Researcher(s)
- Samantha Ingerson, Biomedical Engineering, University of Delaware
Faculty Mentor(s)
- Justin Parreno, Biological Sciences, University of Delaware
Abstract
Osteoarthritis (OA) is a debilitating degenerative joint disease with no successful reparative therapies currently available. An emerging biological alternative involves transplanting a monolayer of expanded (passaged) chondrocytes into damaged articular cartilage. While chondrocyte transplantation stimulates cartilage repair, the tissue formed is fibrocartilage, which is biomechanically inferior to native articular cartilage. Cartilage in vivo is in a hypoxic environment and previous studies have demonstrated that hypoxia enhances the production of articular cartilage matrix by monolayer expanded cells.

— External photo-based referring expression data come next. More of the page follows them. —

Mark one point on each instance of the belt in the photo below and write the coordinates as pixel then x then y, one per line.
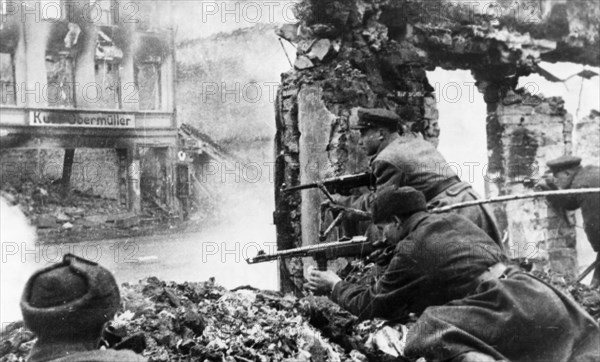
pixel 440 187
pixel 496 271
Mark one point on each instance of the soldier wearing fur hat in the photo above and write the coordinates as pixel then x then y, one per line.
pixel 66 306
pixel 569 174
pixel 472 306
pixel 409 160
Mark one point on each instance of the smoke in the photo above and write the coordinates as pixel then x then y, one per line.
pixel 16 235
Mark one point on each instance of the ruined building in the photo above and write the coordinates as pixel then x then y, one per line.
pixel 90 81
pixel 375 53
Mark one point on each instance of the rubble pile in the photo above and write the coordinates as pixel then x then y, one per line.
pixel 587 297
pixel 205 322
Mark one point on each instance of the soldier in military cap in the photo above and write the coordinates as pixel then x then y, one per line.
pixel 472 306
pixel 66 306
pixel 567 173
pixel 404 158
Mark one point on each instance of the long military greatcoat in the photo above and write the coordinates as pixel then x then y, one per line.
pixel 518 318
pixel 412 161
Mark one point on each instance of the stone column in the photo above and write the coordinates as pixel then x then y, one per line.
pixel 524 132
pixel 133 180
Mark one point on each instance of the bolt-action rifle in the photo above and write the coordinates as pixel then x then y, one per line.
pixel 358 246
pixel 335 185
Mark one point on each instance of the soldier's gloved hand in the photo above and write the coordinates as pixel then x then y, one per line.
pixel 321 282
pixel 383 253
pixel 545 183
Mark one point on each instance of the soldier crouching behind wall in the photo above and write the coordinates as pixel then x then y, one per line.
pixel 66 306
pixel 473 307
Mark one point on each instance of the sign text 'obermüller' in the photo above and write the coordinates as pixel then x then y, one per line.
pixel 74 119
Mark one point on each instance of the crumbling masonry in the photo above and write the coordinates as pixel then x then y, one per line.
pixel 374 53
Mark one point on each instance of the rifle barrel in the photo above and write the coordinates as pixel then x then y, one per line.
pixel 307 250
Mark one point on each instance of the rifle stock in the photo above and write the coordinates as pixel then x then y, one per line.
pixel 357 246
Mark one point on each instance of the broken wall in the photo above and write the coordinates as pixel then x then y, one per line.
pixel 374 54
pixel 95 171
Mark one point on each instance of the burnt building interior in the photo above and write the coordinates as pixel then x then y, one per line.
pixel 355 53
pixel 86 91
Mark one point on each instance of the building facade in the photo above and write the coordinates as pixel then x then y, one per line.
pixel 93 74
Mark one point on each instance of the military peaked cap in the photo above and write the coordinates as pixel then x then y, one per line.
pixel 563 163
pixel 376 117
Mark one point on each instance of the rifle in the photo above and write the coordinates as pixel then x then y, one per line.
pixel 528 182
pixel 357 246
pixel 336 184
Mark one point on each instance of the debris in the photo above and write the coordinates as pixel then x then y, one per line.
pixel 60 216
pixel 45 222
pixel 302 62
pixel 320 49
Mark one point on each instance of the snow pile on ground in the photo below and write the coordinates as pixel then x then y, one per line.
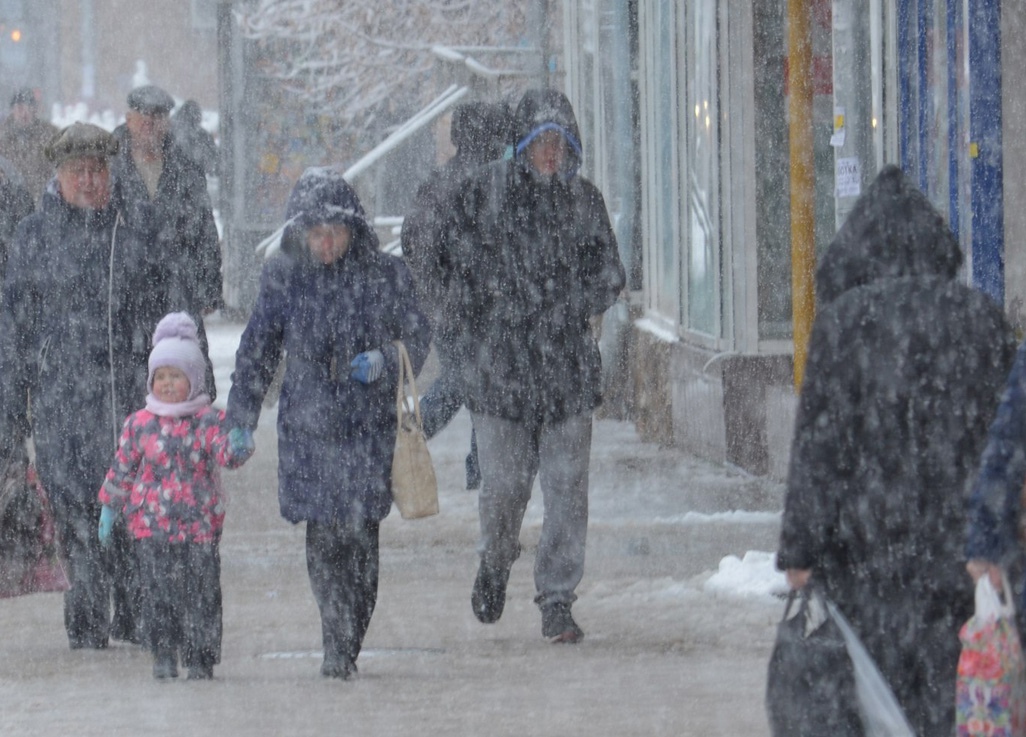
pixel 754 575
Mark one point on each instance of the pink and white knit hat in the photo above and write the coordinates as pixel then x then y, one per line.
pixel 175 343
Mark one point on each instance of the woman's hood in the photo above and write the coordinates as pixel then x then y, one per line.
pixel 542 110
pixel 893 231
pixel 322 196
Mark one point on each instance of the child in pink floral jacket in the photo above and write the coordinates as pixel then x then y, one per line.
pixel 165 481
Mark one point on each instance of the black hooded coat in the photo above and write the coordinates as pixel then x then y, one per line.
pixel 533 260
pixel 336 435
pixel 904 372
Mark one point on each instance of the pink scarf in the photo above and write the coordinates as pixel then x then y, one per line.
pixel 179 409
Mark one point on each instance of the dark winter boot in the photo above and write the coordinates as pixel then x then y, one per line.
pixel 338 666
pixel 558 625
pixel 473 472
pixel 488 597
pixel 165 664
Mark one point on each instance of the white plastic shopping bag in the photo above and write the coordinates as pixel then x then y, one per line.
pixel 990 694
pixel 881 715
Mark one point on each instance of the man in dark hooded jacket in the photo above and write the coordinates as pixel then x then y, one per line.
pixel 333 305
pixel 80 300
pixel 535 259
pixel 904 371
pixel 479 131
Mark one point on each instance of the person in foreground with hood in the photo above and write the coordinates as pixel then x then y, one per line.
pixel 904 371
pixel 333 304
pixel 479 131
pixel 534 259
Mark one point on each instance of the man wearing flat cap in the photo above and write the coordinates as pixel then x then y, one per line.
pixel 80 300
pixel 23 137
pixel 163 196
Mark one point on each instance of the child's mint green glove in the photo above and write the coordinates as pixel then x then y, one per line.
pixel 240 443
pixel 107 517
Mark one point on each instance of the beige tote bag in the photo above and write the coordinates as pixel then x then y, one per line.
pixel 415 489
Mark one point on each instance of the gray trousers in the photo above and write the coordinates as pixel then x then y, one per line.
pixel 512 454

In this study, we aimed to chemically induce hypoxic cellular signaling as a proxy to storing cells in hypoxic chambers. Prolyl Hydroxylase Domain enzymes (PHDs) are enzymes that regulate the degradation of hypoxia-inducible factors (HIFs) in oxygen rich environments. Roxadustat is a hypoxia-inducible factor prolyl hydroxylase inhibitor developed for chronic kidney disease that pharmacologically mimics hypoxia under normoxic conditions. To assess its effect on chondrocytes, we cultured 2D monolayers with varying concentrations of Roxadustat (0–50 μM). Real-time RT-PCR analysis revealed a concentration-dependent increase in chondrogenic (aggrecan, chondroadherin, and SOX9) mRNA levels. Roxadustat also reduced proliferation molecule (Ki67) and degradative enzyme (Matrix Metalloproteinase 3) mRNA levels. Therefore, Roxadustat appears to stimulate redifferentiation of passaged chondrocytes. Currently, we are assessing the efficacy of Roxadustat treatment on improving the quality of in vitro grown tissue by passaged chondrocytes.